= United Nations Iran–Iraq Military Observer Group =

Iraq (orange) and Iran (green)

The United Nations Iran–Iraq Military Observer Group (UNIIMOG) was a United Nations commission created during the Iran–Iraq War by the United Nations Security Council in Resolution 619 of August 9, 1988. The withdrawal of UNIIMOG forces in 1991 marked the official end to the Iran–Iraq War.

==Mission statement==
The goal of UNIIMOG was to monitor, since August 1988, the armistice held between both parties, which was drawn following Security Council Resolution 598 of July 20, 1987. A personal representative of the UN Secretary-General secured the implementation of the UN resolution, and Brigadier General Anam Khan, from Bangladesh, stood as the highest military observer on both sides.

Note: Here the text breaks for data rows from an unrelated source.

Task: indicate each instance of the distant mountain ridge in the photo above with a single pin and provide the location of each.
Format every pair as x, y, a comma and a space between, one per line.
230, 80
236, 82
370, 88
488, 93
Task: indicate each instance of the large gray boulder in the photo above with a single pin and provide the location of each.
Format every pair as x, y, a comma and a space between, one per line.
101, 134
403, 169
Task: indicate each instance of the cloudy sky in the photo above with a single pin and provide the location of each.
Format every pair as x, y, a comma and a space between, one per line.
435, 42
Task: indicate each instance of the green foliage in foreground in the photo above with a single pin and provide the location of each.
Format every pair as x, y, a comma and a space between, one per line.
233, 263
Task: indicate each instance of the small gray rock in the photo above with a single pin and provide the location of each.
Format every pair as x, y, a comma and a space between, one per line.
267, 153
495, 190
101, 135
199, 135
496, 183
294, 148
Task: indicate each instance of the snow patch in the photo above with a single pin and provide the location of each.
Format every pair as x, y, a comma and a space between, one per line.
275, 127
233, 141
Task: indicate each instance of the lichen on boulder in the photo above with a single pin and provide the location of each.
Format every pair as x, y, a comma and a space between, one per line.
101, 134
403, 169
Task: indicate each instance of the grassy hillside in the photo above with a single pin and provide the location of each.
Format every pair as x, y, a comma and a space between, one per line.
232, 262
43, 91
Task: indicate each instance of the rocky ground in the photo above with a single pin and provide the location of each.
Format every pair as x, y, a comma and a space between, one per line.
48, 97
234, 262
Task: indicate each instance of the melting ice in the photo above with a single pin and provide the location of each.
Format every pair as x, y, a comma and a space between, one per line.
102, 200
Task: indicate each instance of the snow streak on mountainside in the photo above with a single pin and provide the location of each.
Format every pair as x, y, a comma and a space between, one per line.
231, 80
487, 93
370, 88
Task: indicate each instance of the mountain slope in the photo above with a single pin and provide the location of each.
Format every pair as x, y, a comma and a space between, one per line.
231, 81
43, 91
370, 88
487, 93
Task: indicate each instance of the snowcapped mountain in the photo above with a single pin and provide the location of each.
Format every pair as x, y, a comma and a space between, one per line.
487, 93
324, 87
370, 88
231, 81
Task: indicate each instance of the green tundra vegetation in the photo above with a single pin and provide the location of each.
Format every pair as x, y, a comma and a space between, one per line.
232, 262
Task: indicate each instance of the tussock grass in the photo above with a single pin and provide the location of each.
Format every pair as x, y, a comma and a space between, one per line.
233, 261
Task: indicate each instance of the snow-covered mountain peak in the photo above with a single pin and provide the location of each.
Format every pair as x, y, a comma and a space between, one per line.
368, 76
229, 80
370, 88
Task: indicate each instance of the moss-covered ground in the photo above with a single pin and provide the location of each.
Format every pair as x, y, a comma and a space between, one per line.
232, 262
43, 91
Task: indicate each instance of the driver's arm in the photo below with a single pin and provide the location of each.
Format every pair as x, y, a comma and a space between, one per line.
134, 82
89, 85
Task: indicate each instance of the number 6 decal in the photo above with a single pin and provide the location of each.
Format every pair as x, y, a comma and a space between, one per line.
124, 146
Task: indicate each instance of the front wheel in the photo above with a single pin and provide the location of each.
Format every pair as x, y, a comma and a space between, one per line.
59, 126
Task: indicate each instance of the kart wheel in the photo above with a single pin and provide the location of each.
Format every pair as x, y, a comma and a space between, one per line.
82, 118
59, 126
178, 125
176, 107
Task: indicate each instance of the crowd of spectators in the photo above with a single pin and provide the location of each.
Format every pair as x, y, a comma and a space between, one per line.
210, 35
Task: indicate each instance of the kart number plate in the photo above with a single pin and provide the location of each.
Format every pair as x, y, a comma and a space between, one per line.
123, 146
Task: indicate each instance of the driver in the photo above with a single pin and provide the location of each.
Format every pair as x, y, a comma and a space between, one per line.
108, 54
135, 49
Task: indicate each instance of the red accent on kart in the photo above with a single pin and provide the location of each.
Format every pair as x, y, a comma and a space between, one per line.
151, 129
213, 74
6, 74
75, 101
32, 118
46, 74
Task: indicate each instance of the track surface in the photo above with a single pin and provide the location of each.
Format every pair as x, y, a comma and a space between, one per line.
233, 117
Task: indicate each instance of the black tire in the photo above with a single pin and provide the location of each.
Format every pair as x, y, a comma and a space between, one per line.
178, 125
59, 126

According to the UN, "UNIIMOG was established in August 1988 to verify, confirm and supervise the ceasefire and the withdrawal of all forces to the internationally recognized boundaries, pending a comprehensive settlement. UNIMOG was terminated in February 1991 after Iran and Iraq had fully withdrawn their forces to the internationally recognized boundaries."

==Countries involved==
Troops were deployed by Argentina, Australia, Bangladesh, Denmark, Finland, Ghana, India, Indonesia, Ireland, Italy, SFR Yugoslavia, Canada, Kenya, Malaysia, New Zealand, Nigeria, Norway, Austria, Peru, Poland, Zambia, Sweden, Senegal, Turkey, Hungary and Uruguay.

One military personnel died during the UNIIMOG mission.